The DOS attack

This technique is used to attack the host in such a way that the host won't be able to serve any further requests to the user. Finally, the server crashes, resulting in a server unavailable condition.

There are various attack techniques used in this topic. We will cover SYN flood and ICMP flood detection with the help of Wireshark.

SYN flood

We learned about the TCP handshake process in Chapter 3, Analyzing the TCP Network. In this handshake process, a connection is established with SYN, SYN-ACK, and ACK between the client and server.

In the SYN flood attack scenario, what is happening is that:

  • The client is sending very fast SYN; it has received the SYN-ACK but doesn't respond with the final ACK
  • Alternatively, the client is sending very fast SYN and blocking the SYN-ACK from the server, or the client is sending very fast SYN from a spoofed IP address so the SYN-ACK is sent to an unknown host that virtually doesn't exist

In all these scenarios, the TCP/IP stack file descriptors are consumed, causing the server to slow down and finally crash.

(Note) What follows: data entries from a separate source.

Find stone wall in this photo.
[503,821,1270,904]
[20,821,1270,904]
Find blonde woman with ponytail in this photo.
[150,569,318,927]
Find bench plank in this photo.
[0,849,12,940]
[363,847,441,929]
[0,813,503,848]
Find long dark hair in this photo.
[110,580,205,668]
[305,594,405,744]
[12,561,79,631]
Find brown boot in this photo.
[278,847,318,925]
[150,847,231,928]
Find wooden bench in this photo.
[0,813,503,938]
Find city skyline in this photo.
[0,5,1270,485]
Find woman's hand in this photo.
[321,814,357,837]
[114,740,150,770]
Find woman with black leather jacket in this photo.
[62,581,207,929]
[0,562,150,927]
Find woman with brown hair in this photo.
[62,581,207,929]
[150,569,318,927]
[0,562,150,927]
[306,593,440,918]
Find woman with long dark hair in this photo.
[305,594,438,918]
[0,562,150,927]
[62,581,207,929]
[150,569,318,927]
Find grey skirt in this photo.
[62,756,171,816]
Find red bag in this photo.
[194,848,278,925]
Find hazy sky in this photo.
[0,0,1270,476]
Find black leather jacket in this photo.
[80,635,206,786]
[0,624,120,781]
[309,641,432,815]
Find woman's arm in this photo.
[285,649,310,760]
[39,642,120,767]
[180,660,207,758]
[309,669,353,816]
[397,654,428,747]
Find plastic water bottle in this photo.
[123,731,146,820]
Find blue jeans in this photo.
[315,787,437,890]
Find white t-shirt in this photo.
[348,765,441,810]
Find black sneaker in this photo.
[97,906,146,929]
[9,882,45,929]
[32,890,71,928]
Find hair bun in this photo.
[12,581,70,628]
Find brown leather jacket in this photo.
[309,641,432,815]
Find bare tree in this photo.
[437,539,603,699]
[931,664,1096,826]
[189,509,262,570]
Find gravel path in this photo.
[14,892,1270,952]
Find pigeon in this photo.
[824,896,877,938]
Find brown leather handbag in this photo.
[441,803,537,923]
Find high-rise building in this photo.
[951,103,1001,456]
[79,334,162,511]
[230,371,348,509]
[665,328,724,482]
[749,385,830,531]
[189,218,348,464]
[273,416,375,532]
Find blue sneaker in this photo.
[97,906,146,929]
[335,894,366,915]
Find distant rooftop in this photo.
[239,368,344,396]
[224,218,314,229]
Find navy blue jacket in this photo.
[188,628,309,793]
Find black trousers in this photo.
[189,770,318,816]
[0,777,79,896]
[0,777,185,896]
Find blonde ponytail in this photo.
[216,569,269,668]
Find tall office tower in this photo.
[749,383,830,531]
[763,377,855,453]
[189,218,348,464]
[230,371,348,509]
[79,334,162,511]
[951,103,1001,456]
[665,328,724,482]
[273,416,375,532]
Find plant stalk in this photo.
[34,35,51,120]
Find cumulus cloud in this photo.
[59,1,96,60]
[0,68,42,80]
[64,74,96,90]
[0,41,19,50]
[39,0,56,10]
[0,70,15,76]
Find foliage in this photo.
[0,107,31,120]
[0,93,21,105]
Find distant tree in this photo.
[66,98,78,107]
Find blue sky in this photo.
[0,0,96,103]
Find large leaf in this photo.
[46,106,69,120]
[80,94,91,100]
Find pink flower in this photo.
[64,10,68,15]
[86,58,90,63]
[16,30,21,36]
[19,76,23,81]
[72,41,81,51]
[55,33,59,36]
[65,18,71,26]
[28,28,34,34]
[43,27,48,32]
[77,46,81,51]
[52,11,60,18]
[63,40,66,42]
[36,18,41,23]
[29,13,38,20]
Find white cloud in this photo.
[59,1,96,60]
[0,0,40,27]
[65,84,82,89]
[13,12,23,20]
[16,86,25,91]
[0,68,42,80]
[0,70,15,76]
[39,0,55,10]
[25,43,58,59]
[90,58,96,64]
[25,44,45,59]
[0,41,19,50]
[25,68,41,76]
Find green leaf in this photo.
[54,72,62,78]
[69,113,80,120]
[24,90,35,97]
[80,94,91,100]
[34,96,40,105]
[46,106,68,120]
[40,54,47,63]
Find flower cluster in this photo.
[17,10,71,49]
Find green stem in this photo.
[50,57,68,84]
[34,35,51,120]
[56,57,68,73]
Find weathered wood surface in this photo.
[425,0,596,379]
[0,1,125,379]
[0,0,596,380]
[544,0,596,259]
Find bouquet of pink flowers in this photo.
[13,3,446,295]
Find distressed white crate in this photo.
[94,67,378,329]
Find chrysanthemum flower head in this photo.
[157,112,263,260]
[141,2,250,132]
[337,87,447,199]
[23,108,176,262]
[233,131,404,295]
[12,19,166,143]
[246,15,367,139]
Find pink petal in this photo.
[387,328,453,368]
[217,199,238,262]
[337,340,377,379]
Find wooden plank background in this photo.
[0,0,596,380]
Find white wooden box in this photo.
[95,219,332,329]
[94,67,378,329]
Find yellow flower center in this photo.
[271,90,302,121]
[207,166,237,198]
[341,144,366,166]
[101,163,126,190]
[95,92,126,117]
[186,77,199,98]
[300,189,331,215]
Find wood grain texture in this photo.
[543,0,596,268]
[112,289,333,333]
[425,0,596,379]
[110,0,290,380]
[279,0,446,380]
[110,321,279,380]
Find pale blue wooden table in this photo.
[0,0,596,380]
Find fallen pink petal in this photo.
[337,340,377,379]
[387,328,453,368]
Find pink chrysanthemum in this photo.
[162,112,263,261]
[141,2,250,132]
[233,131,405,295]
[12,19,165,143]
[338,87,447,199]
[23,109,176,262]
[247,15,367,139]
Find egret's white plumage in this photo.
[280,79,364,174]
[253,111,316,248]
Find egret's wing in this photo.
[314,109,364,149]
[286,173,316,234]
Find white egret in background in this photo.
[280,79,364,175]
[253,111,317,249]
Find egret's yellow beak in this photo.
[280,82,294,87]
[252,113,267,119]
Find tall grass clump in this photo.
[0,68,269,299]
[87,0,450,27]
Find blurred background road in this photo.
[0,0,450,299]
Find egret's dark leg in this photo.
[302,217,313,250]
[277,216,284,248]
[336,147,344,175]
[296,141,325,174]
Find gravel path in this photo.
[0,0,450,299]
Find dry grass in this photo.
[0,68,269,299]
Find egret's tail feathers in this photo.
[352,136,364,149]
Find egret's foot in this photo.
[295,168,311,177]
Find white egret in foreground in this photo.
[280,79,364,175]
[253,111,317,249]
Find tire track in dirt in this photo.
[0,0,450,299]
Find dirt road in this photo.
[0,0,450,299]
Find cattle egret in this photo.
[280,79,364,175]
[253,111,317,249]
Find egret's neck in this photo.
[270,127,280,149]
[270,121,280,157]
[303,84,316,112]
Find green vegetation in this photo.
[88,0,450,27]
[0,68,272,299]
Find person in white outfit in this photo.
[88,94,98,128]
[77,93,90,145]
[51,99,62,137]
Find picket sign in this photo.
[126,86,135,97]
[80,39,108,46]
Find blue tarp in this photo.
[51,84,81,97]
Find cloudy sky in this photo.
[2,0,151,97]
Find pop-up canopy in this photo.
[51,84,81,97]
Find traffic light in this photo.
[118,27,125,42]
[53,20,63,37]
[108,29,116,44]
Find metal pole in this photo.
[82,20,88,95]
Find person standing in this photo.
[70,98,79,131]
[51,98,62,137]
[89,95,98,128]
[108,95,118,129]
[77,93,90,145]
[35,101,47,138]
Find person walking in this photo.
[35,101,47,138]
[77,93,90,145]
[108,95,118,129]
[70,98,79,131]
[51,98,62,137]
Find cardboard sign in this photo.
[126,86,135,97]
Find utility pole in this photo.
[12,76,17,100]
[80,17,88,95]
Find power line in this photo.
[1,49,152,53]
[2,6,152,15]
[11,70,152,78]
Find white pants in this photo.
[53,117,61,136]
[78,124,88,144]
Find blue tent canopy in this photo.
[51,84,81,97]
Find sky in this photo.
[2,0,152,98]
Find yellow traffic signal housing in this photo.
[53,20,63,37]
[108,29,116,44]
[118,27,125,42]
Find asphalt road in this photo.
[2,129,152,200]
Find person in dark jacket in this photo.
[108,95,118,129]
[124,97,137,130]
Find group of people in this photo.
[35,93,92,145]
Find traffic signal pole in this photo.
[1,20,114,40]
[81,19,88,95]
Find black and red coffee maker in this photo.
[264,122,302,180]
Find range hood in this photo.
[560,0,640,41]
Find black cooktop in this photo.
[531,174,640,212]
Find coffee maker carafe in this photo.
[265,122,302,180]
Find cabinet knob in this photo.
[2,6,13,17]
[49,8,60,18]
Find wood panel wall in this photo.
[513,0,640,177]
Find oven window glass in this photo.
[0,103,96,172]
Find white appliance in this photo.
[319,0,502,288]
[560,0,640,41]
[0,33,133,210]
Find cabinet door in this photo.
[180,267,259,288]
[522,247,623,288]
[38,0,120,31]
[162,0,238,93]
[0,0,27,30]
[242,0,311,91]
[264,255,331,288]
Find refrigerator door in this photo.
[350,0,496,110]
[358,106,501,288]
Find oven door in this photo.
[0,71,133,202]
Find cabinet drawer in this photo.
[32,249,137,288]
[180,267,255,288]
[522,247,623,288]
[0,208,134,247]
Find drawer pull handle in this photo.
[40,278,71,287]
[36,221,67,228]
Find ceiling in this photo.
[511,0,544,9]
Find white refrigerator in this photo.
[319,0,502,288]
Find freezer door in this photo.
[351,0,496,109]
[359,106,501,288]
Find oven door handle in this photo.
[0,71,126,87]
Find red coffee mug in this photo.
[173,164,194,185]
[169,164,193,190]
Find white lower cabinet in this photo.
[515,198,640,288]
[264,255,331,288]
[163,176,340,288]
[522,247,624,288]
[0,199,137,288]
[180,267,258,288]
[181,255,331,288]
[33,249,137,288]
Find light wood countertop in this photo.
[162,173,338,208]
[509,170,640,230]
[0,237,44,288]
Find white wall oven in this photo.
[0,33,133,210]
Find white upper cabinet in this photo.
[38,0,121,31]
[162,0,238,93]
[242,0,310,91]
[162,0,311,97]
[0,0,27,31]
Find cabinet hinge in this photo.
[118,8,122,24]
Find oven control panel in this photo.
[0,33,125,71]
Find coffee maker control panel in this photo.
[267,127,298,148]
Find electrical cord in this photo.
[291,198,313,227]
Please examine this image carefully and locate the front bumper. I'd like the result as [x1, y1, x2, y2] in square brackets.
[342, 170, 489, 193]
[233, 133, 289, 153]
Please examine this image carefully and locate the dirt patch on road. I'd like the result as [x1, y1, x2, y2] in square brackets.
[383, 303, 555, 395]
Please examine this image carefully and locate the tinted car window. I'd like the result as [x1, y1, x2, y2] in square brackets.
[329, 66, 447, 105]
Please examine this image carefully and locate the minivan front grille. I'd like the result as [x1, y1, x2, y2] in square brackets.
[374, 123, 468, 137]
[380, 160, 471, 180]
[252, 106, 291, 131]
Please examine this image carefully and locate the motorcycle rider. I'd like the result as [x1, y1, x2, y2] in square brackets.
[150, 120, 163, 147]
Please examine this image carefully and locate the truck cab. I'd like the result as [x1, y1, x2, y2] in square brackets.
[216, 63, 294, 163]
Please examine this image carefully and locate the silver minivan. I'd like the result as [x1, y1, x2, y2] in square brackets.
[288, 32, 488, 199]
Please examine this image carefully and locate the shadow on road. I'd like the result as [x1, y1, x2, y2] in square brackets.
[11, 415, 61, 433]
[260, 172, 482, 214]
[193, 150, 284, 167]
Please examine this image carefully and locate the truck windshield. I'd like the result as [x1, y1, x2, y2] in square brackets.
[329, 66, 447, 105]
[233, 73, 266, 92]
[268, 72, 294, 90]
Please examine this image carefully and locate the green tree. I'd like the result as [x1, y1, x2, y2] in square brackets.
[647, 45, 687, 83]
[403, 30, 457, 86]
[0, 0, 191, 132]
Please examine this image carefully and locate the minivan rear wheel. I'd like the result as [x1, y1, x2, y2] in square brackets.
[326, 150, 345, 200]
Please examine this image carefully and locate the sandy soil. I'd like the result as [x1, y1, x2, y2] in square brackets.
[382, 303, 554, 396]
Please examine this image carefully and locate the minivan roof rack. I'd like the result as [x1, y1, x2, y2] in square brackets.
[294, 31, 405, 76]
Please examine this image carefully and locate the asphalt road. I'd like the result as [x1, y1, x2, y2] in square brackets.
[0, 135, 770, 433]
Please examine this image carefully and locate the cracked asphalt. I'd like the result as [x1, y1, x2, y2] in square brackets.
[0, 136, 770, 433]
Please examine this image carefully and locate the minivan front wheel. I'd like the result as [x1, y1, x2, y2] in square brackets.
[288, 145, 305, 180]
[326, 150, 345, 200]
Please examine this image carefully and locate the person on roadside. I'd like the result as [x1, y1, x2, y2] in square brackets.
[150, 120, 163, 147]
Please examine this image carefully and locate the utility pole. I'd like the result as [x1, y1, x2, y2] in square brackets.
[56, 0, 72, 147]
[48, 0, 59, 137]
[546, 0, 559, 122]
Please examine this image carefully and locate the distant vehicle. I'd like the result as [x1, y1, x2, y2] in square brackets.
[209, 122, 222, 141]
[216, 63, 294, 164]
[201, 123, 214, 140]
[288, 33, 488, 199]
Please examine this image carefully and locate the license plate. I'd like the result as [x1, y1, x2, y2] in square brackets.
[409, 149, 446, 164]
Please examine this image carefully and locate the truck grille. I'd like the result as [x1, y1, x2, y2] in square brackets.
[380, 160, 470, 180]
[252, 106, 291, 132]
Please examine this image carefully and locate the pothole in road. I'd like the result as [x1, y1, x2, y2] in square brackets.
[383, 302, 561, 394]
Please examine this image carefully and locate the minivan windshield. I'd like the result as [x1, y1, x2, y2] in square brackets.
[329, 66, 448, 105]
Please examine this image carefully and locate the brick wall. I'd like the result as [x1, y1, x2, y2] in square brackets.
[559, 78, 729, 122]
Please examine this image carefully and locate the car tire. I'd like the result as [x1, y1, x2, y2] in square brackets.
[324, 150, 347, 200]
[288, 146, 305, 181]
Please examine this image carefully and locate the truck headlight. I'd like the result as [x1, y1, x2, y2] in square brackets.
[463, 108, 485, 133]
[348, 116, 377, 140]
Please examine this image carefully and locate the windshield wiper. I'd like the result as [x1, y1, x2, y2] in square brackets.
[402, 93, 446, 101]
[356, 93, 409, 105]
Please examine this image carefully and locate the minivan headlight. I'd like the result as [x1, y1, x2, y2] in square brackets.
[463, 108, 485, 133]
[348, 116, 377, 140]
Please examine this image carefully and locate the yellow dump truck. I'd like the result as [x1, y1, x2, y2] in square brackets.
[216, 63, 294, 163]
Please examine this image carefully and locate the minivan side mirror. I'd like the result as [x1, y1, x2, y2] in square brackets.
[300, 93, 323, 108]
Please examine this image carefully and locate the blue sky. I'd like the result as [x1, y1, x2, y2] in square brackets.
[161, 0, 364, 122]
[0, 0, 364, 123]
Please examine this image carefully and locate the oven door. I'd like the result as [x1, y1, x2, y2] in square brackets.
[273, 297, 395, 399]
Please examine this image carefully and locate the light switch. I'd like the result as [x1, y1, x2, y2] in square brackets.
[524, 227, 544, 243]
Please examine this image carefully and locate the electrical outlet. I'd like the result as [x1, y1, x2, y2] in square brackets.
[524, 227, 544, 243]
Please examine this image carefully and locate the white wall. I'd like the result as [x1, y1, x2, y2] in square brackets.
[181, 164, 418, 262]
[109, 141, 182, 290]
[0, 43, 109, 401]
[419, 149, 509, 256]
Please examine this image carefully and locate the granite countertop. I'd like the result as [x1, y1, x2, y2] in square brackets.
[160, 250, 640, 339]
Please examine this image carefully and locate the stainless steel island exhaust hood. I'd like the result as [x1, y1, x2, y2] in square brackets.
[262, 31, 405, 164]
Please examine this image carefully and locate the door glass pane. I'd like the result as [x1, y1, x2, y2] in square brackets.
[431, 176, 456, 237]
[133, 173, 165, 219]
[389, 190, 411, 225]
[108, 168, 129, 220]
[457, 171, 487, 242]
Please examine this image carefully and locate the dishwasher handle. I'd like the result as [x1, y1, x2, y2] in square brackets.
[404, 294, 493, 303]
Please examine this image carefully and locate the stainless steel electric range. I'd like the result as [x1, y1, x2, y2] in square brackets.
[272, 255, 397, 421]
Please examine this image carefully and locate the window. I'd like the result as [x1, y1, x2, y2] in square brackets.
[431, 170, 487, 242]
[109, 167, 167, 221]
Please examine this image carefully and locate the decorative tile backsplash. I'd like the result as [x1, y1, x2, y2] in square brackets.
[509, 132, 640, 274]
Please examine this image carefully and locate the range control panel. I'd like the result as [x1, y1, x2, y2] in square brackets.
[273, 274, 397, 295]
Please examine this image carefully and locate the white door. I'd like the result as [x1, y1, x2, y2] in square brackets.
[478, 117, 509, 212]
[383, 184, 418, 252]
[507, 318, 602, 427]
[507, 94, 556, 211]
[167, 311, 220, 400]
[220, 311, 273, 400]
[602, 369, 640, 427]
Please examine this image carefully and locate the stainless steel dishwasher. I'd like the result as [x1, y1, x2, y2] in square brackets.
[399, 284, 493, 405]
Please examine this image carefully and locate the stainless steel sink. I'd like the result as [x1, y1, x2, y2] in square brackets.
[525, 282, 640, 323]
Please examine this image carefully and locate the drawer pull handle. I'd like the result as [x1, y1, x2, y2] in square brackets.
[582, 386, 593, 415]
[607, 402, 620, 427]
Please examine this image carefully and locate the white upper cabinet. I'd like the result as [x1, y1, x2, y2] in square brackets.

Open the SYN_FLOOD.pcap packet capture file in Wireshark and perform the following steps:

  1. Click on Statistics | IO Graph.
  2. The IO Graph dialog box will appear.
  3. Generate four graphs for the TCP handshake message SYN, ACK, FIN, and PUSH.

The IO graph statistics show the following summary:

  • The TCP connection never closes as there is no count for tcp.flags.fin
  • The TCP connection never exchanges any data as there is no count for tcp.flags.push
  • The count of SYN packets is very high
  • The count of ACK is half of that of the SYN packets

In real scenarios, this data will be mixed up with actual packet flows, but the analysis technique will remain the same. The moment you see an unexpected growth in SYN packets or a spike in SYN packets, it's a SYN flood from DoS or from the multiple-source DDoS.

SYN flood

SYN flood mitigation

SYN attacks can be mitigated. The following are a few mitigation plans:

  • TCP/IP stack hardening: The operating system decides how many times SYN, SYN-ACK, ACK will be repeated; lowering the SYN,ACK retries will help the server mitigate SYN flood attacks. A SYN cookie is used to resist SYN flood attacks. To perform all these on Linux systems, edit the /etc/sysctl.conf file and make changes to these entries:
    #Prevent SYN attack, enable SYNcookies (they will kick-in when the max_syn_backlog reached)
net.ipv4.tcp_syncookies = 1
net.ipv4.tcp_syn_retries = 2
net.ipv4.tcp_synack_retries = 2
net.ipv4.tcp_max_syn_backlog = 4096
# Increase the tcp-time-wait buckets pool size to prevent simple DOS attacks 
net.ipv4.tcp_max_tw_buckets = 1440000
  • Restart sycltl to apply the changes:
    bash#sysctl -p
  • IPtables firewalls can be set to deny the IPs that are causing the problem. To generate the firewall rules, use the Wireshark feature generating Firewall rules to drop the traffic that is causing DoS.
  • For example, blocking the traffic causing the DoS:
    # Netfilter (iptables)
iptables -A INPUT -i eth0 -d 10.0.0.3/32 -j DROP
! Cisco IOS (standard)
access-list NUMBER deny host 10.0.0.3
# IPFirewall (ipfw)
add deny ip from 10.0.0.3 to any in
# Windows Firewall (netsh)
add portopening tcp 443 Wireshark DISABLE 10.0.0.3
  • Ports opened to the external world should be audited.
  • Monitoring by creating alerts on the spikes that show unhealthy trends on the network which can result in the DoS scenario; generate the firewall rule dynamically and apply it on the targeted VM.
  • Network ACLs block the traffic at the router level; introduce the IDS/IPS system to the network.
  • Use the loadbalancer as the connection off-loader. In this case, if an attack happens, it will happen on the loadbalancer. The VM will remain protected. Most of the commercially available loadbalancers have the ability to defend themselves from this type of attack.
  • Rate-limiting the SYN per second per IP.
  • Put DoS/DDoS protection on the data center edge router (L2).
  • Apply multiple levels of detection and knowing the signatures and attributes of suspected traffic locations.
  • Prepare mitigation plans.

ICMP flood

Internet Control Message Protocol (ICMP) flood is also categorized as a Layer 3 DoS attack or a DDoS attack. It works as follows: an attacker is trying to flood the echo request (ping) packet with a spoofed IP address or the server is flooded with echo requests (ping packets) and not able to process the echo response for each ICMP echo request, resulting in host slowness and denial of service.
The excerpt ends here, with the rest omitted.